Chapter 4: Treatment Settings in Mental Health Care
Loading audio…
ⓘ This audio and summary are simplified educational interpretations and are not a substitute for the original text.
Treatment Settings in Mental Health Care meticulously outlines the complex landscape of psychiatric treatment settings, starting by addressing the unique challenges individuals face when seeking mental health care, often rooted in societal stigma, concealment, and the inherent difficulty of diagnosis based on symptoms rather than objective measures, or even the cognitive impairment (like anosognosia or apathy) caused by the illness itself. Treatment modalities are organized along a continuum of psychiatric-mental healthcare, emphasizing movement toward the least restrictive environment possible for necessary care. The historical evolution of care is traced from pre-Civil War asylums to the modern community-based system, spurred by legislation and landmark decisions like Olmstead. Outpatient care is presented first, including initial contact through primary care providers, referral to specialized psychiatric care providers, and key integrated models like the Patient-Centered Medical Home (PCMH).
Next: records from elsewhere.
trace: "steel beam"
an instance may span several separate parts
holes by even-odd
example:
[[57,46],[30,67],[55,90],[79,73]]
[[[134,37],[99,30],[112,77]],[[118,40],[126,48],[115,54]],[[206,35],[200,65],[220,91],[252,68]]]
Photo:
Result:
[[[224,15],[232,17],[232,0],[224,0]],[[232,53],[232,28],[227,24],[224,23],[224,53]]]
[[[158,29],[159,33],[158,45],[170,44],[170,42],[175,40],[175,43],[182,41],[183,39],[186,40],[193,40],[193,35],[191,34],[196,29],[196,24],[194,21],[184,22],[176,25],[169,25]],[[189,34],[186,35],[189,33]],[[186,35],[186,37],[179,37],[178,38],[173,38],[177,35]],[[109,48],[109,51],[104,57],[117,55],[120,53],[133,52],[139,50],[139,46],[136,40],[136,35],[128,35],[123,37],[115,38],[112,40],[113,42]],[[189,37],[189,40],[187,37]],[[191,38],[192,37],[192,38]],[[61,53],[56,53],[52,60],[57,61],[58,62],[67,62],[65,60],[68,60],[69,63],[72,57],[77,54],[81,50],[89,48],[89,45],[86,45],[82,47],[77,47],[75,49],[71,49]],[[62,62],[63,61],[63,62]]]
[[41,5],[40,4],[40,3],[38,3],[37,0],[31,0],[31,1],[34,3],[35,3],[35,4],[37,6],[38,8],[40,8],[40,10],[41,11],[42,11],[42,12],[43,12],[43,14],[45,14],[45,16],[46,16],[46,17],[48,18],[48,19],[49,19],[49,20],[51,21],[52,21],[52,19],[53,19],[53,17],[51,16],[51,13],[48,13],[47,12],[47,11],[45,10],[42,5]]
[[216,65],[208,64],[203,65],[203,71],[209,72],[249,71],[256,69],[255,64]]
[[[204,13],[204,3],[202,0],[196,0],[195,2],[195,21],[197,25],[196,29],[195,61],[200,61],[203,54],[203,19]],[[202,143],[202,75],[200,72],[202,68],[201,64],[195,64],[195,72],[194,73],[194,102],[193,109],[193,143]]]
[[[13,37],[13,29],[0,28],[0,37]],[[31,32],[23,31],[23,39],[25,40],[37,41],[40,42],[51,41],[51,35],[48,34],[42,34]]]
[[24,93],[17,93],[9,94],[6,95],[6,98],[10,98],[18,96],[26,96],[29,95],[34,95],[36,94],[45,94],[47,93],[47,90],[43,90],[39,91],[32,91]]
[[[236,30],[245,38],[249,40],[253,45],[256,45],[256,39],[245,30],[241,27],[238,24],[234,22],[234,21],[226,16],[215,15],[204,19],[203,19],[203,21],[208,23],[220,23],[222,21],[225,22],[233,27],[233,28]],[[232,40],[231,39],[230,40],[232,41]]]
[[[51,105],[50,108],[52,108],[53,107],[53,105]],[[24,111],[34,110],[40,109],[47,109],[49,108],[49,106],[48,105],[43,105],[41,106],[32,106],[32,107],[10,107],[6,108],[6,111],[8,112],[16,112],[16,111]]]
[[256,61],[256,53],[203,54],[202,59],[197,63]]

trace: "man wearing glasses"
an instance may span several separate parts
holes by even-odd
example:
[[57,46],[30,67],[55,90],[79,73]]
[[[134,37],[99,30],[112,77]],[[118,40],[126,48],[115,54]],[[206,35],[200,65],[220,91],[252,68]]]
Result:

Community-based services span Community Mental Health Centers (CMHCs), Psychiatric Home Care for homebound patients, and intensive case management models like Assertive Community Treatment (ACT) for hard-to-engage individuals with persistent symptoms. Intermediate options like Partial Hospitalization Programs (PHPs) and Intensive Outpatient Programs (IOPs) provide structured support, with recent technological advancements introducing telepsychiatry as a flexible delivery method. When symptoms are acute, Emergency Care provides triage and stabilization. The most acute settings involve inpatient care, typically reserved for those who are suicidal, homicidal, or extremely disabled, and found in crisis stabilization units, general hospitals, private hospitals, and state hospitals (often handling forensic patients). Core to acute care is maintaining the patient's rights, establishing a therapeutic milieu (the safe, structured environment that promotes healing), and managing the multidisciplinary treatment team. The text details the public health model of prevention (primary, secondary, tertiary) aimed at reducing the effects of disorders, and underscores the critical, holistic role of the psychiatric-mental health nurse across all settings, focusing on comprehensive assessment, safety, medication management, and promoting recovery and self-advocacy.